Svelata la rete del “Money Muling” via Telegram: undici persone denunciate dai carabinieri per ricettazione e truffa in concorso.

Frosinone – Un’articolata indagine dei carabinieri della stazione di Montecassiano ha portato al deferimento in stato di libertà di 11 persone residenti in tutta Italia, ritenute responsabili di una sofisticata truffa online ai danni di una 30enne del posto. La vittima è stata raggirata per una somma complessiva di quasi 7.500 euro attraverso il meccanismo dei falsi guadagni legati ai social media.

La vicenda ha avuto inizio l’estate scorsa, quando la donna è stata agganciata tramite un messaggio sul cellulare che la invitava a unirsi a un gruppo Telegram. La proposta appariva allettante: ottenere profitti elevati in poco tempo semplicemente mettendo “like” a post pubblicitari di noti marchi di abbigliamento e cosmesi. Inizialmente, il sistema ha funzionato regolarmente, con l’effettivo accreditamento di piccole somme di denaro per guadagnare la fiducia della vittima.

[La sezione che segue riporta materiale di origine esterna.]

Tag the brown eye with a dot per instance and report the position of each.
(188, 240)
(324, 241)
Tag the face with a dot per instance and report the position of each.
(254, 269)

Una volta “preso l’amo”, i truffatori hanno convinto la donna a compiere un salto di qualità, promettendo commissioni ancora più alte a fronte di investimenti diretti nel sistema. La 30enne è stata così indotta a effettuare diversi bonifici per un totale di 7.500 euro. Il castello di carte è crollato quando il gruppo Telegram è improvvisamente scomparso, rendendo impossibile ogni contatto con gli interlocutori e la riscossione del capitale investito.

I militari, al termine di una prolungata attività d’indagine, sono riusciti a risalire all’identità degli 11 soggetti coinvolti nella rete di “Money Muling”, che utilizzavano nomi di aziende famose per attirare le vittime. La posizione dei denunciati è ora al vaglio dell’autorità giudiziaria.